Current evidence suggests that conduction slowing within the CNS due to rises in core temperature could trigger exacerbation of sensory and cognitive symptoms, as observed in heat sensitive patients; yet only few mechanistic studies are available to confirm such hypothesis. As temperature-induced pseudo-exacerbations in MS have been reported to occur also without any changes in patients’ core temperature (e.g. during partial body heating or sunlight exposure), questions arise as to whether additional factors, such as changes in skin temperature, could be involved in the triggering of MS heat-related pseudo-exacerbations.

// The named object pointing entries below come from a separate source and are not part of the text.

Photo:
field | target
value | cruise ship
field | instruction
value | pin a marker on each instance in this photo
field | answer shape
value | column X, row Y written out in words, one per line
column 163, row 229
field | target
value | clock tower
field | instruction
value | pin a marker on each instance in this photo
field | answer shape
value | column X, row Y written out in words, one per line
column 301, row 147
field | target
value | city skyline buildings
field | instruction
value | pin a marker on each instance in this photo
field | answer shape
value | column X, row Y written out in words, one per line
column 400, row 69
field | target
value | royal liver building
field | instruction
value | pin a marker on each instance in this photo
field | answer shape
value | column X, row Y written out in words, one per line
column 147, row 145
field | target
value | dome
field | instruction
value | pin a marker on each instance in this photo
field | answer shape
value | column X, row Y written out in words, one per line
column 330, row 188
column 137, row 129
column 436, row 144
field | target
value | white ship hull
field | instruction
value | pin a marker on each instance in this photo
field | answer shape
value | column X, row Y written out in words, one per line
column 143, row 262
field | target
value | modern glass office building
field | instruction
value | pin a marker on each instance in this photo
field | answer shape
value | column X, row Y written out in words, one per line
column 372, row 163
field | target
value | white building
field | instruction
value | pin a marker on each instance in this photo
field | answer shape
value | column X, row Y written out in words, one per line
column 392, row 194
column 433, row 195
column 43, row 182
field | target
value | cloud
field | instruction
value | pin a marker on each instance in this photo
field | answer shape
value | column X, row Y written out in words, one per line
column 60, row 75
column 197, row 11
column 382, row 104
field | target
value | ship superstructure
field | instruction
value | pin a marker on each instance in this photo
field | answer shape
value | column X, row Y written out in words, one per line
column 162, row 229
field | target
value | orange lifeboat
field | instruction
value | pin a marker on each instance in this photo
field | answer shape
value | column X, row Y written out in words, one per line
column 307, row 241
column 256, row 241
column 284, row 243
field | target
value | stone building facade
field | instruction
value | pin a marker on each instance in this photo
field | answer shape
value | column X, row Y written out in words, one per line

Limited knowledge is available on the impact of cold in MS pseudo-exacerbation and related sensory and cognitive symptoms, with the majority of evidence arising from case studies of hypothermic patients presenting hypothalamic lesions.

Future research will therefore have to: 1) better elucidate the physiological mechanisms and potential triggers of temperature sensitivity; 2) better quantify the extent to which sensory and cognitive functions are impacted by rises or drop in body temperature; 3) better determine the impact of cold on symptom worsening in patients who might not present hypothalamic lesions.

The fundamental knowledge arising from the research envisaged above will be useful in guiding the design of therapeutic interventions, and of more appropriate working and leisure environments, that will ultimately help lifting the burden posed by temperature sensitivity on MS patient’s quality of life.

Acknowledgments

We thank Anna Vlachaki and Salman Asghar for assisting in the creation of the figures.

Disclosure statement

No potential conflict of interest was reported by the authors.